In order to record the type of operation and entity underwent, a type identifier is used. Normally, the entity on which the operation is performed would be identified by the pathname, but we choose to use GlusterFS internal file identifier (GFID) instead (as GlusterFS supports GFID based backend and the pathname field may not always be valid and other reasons which are out of scope of this this document). Therefore, the format of the record for the three types of operation can be summarized as follows:


Meta - GFID of the file

Data - GFID of the file

GFID’s are analogous to inodes. Data and Meta fops record the GFID of the entity on which the operation was performed, thereby recording that there was a data/metadata change on the inode. Entry fops record at the minimum a set of six or seven records (depending on the type of operation), that is sufficient to identify what type of operation the entity underwent. Normally this record includes the GFID of the entity, the type of file operation (which is an integer [an enumerated value which is used in Glusterfs]) and the parent GFID and the basename (analogous to parent inode and basename).

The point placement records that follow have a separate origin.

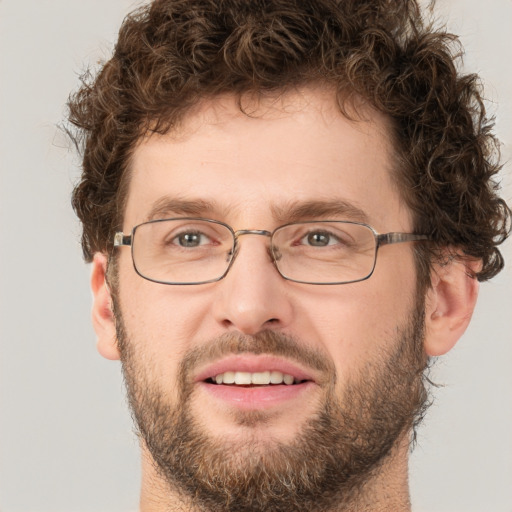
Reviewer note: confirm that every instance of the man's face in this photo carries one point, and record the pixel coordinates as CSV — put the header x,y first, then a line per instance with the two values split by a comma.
x,y
354,350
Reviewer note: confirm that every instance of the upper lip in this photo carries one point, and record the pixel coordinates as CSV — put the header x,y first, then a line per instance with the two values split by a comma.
x,y
253,363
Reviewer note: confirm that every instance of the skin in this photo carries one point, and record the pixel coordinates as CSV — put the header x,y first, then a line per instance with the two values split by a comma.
x,y
292,149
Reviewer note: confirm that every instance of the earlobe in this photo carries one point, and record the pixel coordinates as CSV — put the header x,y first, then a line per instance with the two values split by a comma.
x,y
449,304
102,316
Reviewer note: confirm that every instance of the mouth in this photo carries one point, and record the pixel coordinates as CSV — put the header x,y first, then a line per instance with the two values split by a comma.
x,y
254,381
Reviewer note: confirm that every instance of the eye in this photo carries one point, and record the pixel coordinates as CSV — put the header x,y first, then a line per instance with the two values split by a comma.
x,y
191,239
320,239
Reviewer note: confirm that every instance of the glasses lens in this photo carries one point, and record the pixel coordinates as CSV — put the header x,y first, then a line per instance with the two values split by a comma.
x,y
325,252
182,251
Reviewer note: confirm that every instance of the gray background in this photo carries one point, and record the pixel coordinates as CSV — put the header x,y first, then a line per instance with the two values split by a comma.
x,y
66,440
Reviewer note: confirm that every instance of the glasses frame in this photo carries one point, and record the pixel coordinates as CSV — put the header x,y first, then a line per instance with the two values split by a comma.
x,y
120,240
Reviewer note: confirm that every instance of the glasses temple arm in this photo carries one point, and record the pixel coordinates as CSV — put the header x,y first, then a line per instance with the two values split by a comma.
x,y
397,238
122,239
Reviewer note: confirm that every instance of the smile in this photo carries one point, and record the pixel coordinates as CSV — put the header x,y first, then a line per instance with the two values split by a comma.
x,y
264,378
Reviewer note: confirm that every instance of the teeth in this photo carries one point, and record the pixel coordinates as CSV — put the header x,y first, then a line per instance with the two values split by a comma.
x,y
258,378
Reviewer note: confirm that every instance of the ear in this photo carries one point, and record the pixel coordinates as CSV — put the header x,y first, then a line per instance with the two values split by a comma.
x,y
450,303
102,316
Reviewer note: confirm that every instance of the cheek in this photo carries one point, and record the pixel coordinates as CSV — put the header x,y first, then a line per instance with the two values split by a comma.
x,y
355,323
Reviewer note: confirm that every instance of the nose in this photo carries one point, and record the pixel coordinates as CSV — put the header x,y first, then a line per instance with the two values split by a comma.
x,y
253,296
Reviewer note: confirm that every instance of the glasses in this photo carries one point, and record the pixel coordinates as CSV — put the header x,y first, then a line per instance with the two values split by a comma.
x,y
190,250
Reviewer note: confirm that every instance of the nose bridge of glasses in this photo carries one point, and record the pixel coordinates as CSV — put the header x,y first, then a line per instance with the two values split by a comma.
x,y
261,232
258,232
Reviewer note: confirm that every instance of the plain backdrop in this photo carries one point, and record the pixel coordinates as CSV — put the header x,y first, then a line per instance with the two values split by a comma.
x,y
66,439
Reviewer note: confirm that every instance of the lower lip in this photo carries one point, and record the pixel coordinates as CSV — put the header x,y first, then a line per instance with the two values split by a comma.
x,y
258,397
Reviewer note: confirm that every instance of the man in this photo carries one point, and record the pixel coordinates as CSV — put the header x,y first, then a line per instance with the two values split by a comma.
x,y
288,209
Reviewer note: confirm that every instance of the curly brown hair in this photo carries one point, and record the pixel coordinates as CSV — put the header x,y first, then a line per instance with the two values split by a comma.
x,y
173,53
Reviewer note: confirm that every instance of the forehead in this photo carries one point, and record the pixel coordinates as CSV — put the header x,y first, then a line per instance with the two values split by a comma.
x,y
272,155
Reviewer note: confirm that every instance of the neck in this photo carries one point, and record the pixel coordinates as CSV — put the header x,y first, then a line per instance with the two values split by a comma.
x,y
386,491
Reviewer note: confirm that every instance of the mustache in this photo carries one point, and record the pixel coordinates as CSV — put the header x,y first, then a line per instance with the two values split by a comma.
x,y
264,342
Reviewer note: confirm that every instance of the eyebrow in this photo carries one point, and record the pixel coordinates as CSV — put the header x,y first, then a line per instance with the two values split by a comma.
x,y
169,206
319,209
294,211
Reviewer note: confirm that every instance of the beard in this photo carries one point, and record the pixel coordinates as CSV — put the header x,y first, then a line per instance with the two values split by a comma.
x,y
333,457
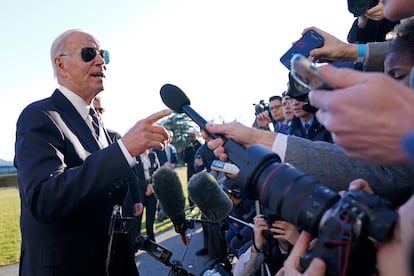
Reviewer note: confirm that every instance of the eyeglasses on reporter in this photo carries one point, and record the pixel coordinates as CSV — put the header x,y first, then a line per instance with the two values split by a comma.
x,y
88,54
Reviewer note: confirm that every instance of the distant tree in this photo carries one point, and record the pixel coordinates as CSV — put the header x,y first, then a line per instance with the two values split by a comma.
x,y
182,127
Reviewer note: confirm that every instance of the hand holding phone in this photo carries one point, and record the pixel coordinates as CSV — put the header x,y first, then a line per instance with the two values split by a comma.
x,y
225,167
309,41
307,74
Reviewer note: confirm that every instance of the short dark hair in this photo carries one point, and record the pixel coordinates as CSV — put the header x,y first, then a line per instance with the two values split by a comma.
x,y
275,98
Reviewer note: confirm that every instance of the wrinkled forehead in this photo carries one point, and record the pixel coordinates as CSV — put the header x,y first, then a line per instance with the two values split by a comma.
x,y
79,39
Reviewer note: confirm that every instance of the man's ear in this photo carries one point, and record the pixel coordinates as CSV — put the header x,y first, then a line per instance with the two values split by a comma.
x,y
59,64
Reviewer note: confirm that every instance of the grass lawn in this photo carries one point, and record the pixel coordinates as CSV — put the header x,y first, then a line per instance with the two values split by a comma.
x,y
9,223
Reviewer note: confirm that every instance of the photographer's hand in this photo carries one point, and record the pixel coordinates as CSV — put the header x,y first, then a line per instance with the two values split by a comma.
x,y
240,133
292,264
382,103
333,49
263,119
285,232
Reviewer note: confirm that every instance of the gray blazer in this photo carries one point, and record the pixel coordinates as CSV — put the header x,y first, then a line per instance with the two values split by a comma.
x,y
328,164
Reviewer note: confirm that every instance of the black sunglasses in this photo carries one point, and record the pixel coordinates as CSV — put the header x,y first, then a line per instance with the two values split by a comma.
x,y
100,110
89,53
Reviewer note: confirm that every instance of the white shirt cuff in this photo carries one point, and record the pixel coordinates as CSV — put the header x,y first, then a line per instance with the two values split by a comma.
x,y
280,145
132,161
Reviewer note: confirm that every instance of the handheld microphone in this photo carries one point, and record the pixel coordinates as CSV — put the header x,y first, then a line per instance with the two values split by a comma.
x,y
169,192
176,100
206,193
247,159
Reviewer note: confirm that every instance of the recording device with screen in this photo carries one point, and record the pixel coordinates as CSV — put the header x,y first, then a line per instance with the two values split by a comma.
x,y
225,167
309,41
307,74
345,225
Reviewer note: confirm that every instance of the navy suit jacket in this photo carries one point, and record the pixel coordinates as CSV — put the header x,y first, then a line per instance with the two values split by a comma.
x,y
68,187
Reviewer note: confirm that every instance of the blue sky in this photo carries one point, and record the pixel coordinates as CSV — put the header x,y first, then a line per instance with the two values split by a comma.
x,y
223,54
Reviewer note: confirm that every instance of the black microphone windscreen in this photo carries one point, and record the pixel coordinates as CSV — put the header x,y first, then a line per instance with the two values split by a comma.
x,y
174,97
206,193
169,192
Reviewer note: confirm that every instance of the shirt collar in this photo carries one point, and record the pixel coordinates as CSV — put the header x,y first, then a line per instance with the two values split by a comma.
x,y
80,105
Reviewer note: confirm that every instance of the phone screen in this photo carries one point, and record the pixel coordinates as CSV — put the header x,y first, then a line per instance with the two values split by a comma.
x,y
307,74
309,41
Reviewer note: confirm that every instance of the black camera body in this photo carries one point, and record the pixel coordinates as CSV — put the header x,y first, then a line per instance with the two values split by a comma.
x,y
359,7
268,235
356,217
344,226
260,107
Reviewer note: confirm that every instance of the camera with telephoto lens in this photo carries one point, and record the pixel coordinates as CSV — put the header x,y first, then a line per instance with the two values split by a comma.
x,y
344,226
260,107
269,220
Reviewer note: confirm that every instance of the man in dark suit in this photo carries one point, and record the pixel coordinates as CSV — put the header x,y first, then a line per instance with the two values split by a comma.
x,y
70,174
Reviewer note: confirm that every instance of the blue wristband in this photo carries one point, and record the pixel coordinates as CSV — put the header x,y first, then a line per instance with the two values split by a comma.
x,y
361,52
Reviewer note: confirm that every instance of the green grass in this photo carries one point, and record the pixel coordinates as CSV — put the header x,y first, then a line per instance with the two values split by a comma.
x,y
9,224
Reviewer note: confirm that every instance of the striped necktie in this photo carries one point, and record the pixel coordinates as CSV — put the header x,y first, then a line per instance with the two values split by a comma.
x,y
95,122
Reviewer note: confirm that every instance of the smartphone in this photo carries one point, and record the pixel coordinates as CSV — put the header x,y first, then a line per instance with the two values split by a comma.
x,y
309,41
307,74
226,167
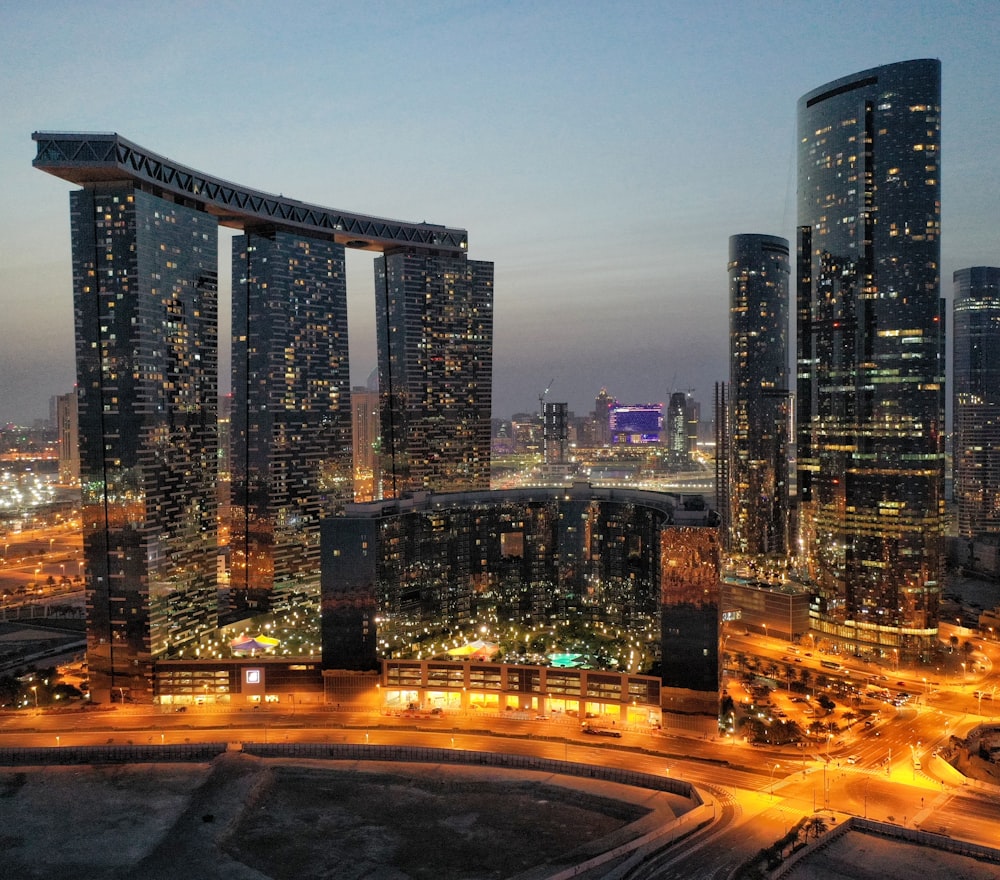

Changelog file is rolled over after a specific time interval. We then perform processing operations on the file like converting it to understandable/human readable format, keeping private copy of the changelog etc. The library then consumes these logs and serves application requests.

b. Xsync - Marker translator maintains an extended attribute “xtime” for each file and directory. Whenever any update happens it would update the xtime attribute of that file and all its ancestors. So the change is propagated from the node (where the change has occurred) all the way to the root.


Consider the above directory tree structure. At time T1 the master and slave were in sync each other.


At time T2 a new file File2 was created. This will trigger the xtime marking (where xtime is the current timestamp) from File2 upto to the root, i.e, the xtime of File2, Dir3, Dir1 and finally Dir0 all will be updated.

Geo-replication daemon crawls the file system based on the condition that xtime(master) > xtime(slave). Hence in our example it would crawl only the left part of the directory structure since the right part of the directory structure still has equal timestamp. Although the crawling algorithm is fast we still need to crawl a good part of the directory structure.

Replication - We use rsync for data replication. Rsync is an external utility which will calculate the diff of the two files and sends this difference from source to sync.